This is a live snapshot of tasks and features we will be investing resources in. It may be used to encourage and inspire developers and to search for funding.
Interoperability protocols & duck typing¶
- Easier custom dtypes - Simplify and/or wrap the current C-API - More consistent support for dtype metadata - Support for writing a dtype in Python
- New string dtype(s): - Encoded strings with fixed-width storage (utf8, latin1, …) and/or - Variable length strings (could share implementation with dtype=object, but are explicitly type-checked) - One of these should probably be the default for text data. The current behavior on Python 3 is neither efficient nor user friendly.
- np.int should not be platform dependent
- better coercion for string + number
NumPy is much more than just the code base itself, we also maintain docs, CI, benchmarks, etc.
- Rewrite numpy.org
- Benchmarking: improve the extent of the existing suite, and run & render
the results as part of the docs or website.
- Hardware: find a machine that can reliably run serial benchmarks
- ASV produces graphs, could we set up a site? Currently at https://pv.github.io/numpy-bench/, should that become a community resource?
Functionality outside core¶
Some things inside NumPy do not actually match the Scope of NumPy.
- A backend system for numpy.fft (so that e.g. fft-mkl doesn’t need to monkeypatch numpy)
- Rewrite masked arrays to not be a ndarray subclass – maybe in a separate project?
- MaskedArray as a duck-array type, and/or
- dtypes that support missing values
- Write a strategy on how to deal with overlap between numpy and scipy for linalg and fft (and implement it).
- Deprecate np.matrix
We depend on CI to discover problems as we continue to develop NumPy before the code reaches downstream users.

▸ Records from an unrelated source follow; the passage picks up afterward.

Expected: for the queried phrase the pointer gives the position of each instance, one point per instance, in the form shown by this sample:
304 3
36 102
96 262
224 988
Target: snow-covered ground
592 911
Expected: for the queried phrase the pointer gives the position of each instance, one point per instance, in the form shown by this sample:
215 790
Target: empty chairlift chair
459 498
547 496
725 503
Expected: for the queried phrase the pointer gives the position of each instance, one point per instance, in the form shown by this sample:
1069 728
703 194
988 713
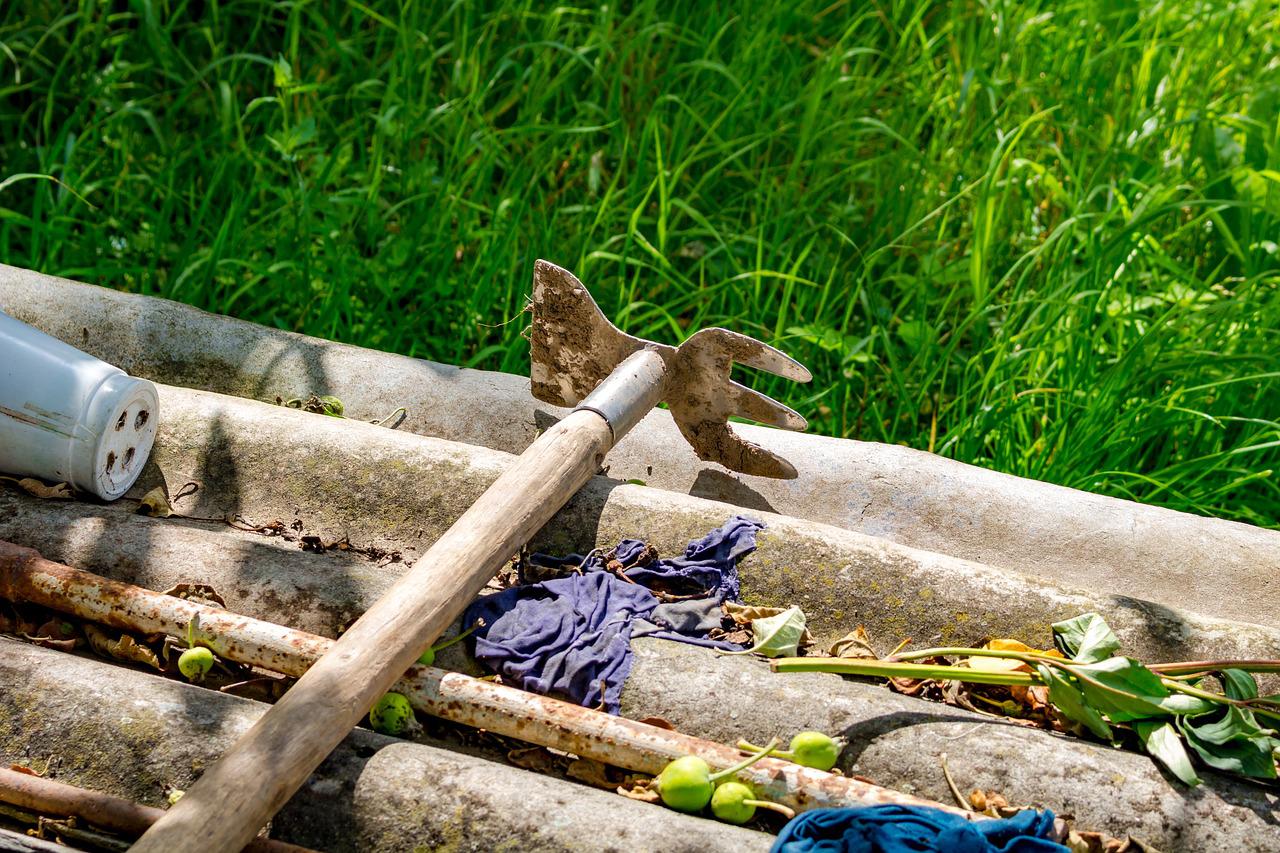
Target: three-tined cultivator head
575 347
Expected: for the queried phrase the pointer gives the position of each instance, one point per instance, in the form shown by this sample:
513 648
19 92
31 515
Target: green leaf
1161 740
1070 702
1233 742
1180 703
777 635
283 72
1121 688
1239 684
1087 638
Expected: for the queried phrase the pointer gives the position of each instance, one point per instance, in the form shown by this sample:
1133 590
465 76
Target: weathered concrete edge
900 742
135 735
895 740
376 486
917 498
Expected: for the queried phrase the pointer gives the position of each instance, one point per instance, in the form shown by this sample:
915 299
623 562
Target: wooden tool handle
247 785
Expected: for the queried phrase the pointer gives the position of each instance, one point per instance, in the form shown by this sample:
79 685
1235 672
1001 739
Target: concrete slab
138 735
1063 536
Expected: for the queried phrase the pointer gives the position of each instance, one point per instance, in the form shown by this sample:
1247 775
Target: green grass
1034 236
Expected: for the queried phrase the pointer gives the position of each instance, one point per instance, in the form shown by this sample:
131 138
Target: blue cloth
571 637
914 829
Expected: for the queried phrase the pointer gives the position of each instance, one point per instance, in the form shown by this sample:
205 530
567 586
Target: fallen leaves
854 644
37 489
122 648
776 635
155 503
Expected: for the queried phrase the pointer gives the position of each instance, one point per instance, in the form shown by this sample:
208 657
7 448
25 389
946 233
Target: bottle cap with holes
69 418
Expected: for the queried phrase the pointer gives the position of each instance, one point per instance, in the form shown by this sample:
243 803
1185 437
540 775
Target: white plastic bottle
69 418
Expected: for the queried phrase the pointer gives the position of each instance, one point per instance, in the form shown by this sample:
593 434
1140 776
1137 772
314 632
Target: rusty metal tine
763 409
750 352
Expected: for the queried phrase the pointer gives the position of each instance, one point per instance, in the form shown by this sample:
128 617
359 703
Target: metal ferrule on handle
629 392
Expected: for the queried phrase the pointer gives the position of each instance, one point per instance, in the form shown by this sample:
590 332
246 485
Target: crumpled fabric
914 829
571 637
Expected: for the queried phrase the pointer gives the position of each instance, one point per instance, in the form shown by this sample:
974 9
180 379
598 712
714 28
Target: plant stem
773 807
895 669
1027 657
1189 667
746 762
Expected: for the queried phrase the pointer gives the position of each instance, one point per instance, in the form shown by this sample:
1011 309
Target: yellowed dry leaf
590 771
855 644
202 593
155 503
641 792
124 648
35 488
1005 665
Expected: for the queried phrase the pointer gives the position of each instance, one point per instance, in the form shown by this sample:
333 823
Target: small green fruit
808 749
392 715
816 749
685 784
332 406
732 803
196 662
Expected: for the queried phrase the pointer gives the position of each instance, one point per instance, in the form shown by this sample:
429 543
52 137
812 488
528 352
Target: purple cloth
571 637
914 829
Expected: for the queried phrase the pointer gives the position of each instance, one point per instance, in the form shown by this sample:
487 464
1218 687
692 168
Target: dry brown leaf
1006 665
535 758
46 642
746 614
593 772
982 801
1101 843
659 723
640 790
855 644
126 648
155 503
55 629
35 488
196 592
55 633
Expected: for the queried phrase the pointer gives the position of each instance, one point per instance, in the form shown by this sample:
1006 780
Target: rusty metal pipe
24 575
49 797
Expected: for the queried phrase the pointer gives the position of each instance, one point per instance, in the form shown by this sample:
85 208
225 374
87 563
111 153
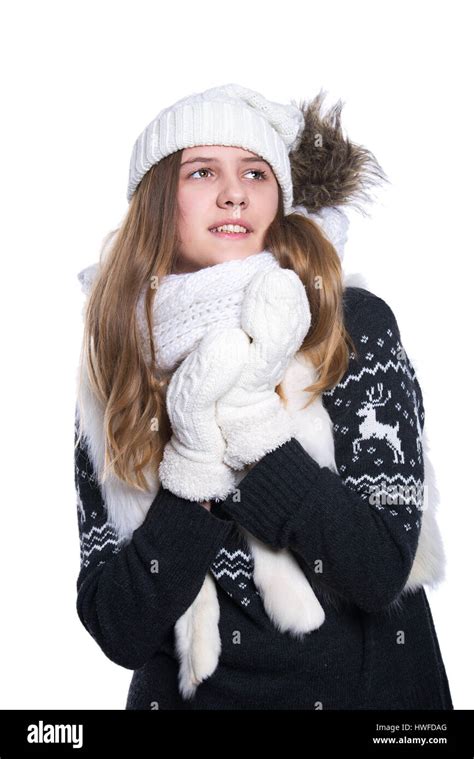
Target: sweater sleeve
131 593
358 529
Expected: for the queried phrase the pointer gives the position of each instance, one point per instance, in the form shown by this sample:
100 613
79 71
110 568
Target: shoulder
368 313
359 304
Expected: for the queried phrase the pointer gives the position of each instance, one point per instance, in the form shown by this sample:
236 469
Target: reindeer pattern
372 427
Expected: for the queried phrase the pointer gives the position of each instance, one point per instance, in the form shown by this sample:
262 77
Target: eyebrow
203 159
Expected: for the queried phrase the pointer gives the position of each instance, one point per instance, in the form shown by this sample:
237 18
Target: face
223 185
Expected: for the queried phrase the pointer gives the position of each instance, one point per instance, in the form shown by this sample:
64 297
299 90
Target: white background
80 80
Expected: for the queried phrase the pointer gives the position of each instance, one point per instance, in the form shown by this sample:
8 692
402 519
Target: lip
231 235
221 222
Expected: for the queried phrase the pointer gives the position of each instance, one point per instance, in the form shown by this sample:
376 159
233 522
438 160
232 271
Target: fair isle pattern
233 569
232 566
97 536
378 417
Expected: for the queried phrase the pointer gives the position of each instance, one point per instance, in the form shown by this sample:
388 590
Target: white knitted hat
229 115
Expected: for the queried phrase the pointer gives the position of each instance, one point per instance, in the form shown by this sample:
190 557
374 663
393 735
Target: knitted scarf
185 307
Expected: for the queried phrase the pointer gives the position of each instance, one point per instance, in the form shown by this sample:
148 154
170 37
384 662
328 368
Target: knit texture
376 650
229 115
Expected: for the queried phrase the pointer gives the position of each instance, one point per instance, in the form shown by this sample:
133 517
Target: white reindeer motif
418 425
370 427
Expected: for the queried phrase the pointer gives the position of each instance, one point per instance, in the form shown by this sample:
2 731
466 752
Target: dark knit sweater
377 648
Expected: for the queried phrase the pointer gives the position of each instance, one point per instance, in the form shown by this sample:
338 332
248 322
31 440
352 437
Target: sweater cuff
184 527
269 498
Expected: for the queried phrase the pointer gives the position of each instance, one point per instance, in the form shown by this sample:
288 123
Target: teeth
229 228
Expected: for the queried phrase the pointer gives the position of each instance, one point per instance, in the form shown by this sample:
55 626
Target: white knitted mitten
252 416
192 466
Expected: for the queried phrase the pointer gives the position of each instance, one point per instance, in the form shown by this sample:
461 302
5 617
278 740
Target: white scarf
185 307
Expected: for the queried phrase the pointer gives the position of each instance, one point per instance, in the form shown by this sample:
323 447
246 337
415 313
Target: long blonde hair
144 247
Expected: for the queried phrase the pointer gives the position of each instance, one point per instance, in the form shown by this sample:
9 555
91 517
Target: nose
233 196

- CI for more exotic platforms (e.g. ARM is now available from http://www.shippable.com/, but it is not free).
- Multi-package testing
- Add an official channel for numpy dev builds for CI usage by other projects so they may confirm new builds do not break their package.
Python type annotation syntax should support ndarrays and dtypes.
- Type annotations for NumPy: github.com/numpy/numpy-stubs
- Support for typing shape and dtype in multi-dimensional arrays in Python more generally
Numpy has both scalars and zero-dimensional arrays.
- The current implementation adds a large maintenance burden – can we remove scalars and/or simplify it internally?
- Zero dimensional arrays get converted into scalars by most NumPy functions (i.e., output of np.sin(x) depends on whether x is zero-dimensional or not). This inconsistency should be addressed, so that one could, e.g., write sane type annotations.